QUESTION NUMBER 2: (For Exercises 14–16, explain why each survey question might lead to an erroneous conclusion).
PAGE 688., 14.) “How often do you run red lights?”
As you answer the questions above, identify what types of misrepresentation or misuse have been demonstrated by referring to the bold blue headings in the “Chapter 12 Supplement” Which I have listed below..., (e.g., Suspect Samples, Asking Biased Questions, Misleading Graphs, etc.).

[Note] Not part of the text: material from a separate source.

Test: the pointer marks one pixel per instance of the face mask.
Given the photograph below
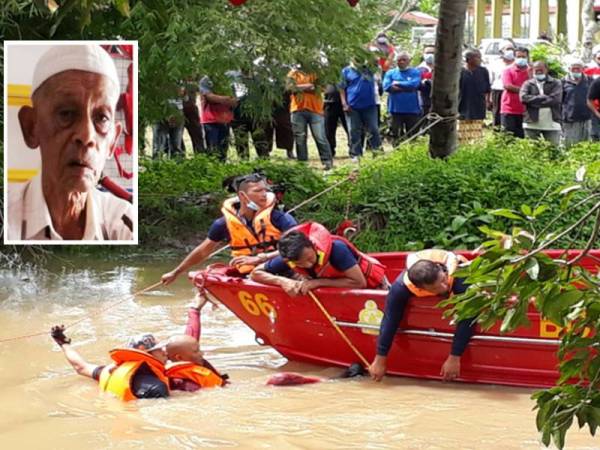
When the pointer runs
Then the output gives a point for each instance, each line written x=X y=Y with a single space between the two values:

Asking Biased Questions: By asking a question in a certain way, the researcher can lead the respondents to answer the question the way the researcher wants them to. For example, the question, “Are you going to vote for Candidate Jones, even though the latest survey shows he will lose the election?” may lead the respondent to say, “No” since many people do not want to vote for a loser or admit that they have voted for a loser. Using Confusing Words Using words in a survey question that are not well defined or understood can invalidate the responses. For example, a question such as, “Do you think people would live longer if they
were on a diet?” would mean many different things to people since there are many types of diets, such as low-salt diets, high-protein diets, etc. Asking Double-Barreled Questions Sometimes two ideas are contained in one question, and the respondent may answer one or the other in his or her response. For example, consider the question, “Are you in favor of a national health program and do you think it should be subsidized by a special tax as opposed to other ways to finance it, such as a national lottery?” Here the respondent is really answering two questions. Using Double Negatives Survey questions containing double negatives often confuse the respondent. For example, what is the question “Do you feel that it is not appropriate to have areas where people cannot smoke?” really asking? Other factors that could bias a survey would include anonymity of the participant, the time and place of the survey, and whether the questions were openended
or closed-ended. Participants will, in some cases, respond differently to questions based on whether or not their identity is known. This is especially true if the questions concern sensitive issues such as income, sexuality, abortion, etc. Researchers try to ensure confidentiality rather than anonymity; however, many people will be suspicious in either case. The time and place where a survey is taken can influence the results. For example, if a survey on airline safety is taken right after a major airline crash, the results may differ from those obtained in a year with no major airline disasters. To restate the premise of this section, statistics, when used properly, can be beneficial in obtaining much information, but when used improperly, they can lead to much misinformation. Therefore, it is important to understand the concepts of statistics and use them correctly.
The assignment must include (a) all math work required to answer the problems as well as (b) introduction and conclusion paragraphs; your introduction should include three to five sentences of general information about the topic at hand. The body must contain a restatement of the problems and all math work, including the steps and formulas used to solve the problems. Your conclusion must comprise a summary of the problems and the reason you selected a particular method to solve them. It would also be appropriate to include a statement as to what you learned and how you will apply the knowledge gained in this exercise to real-world situations.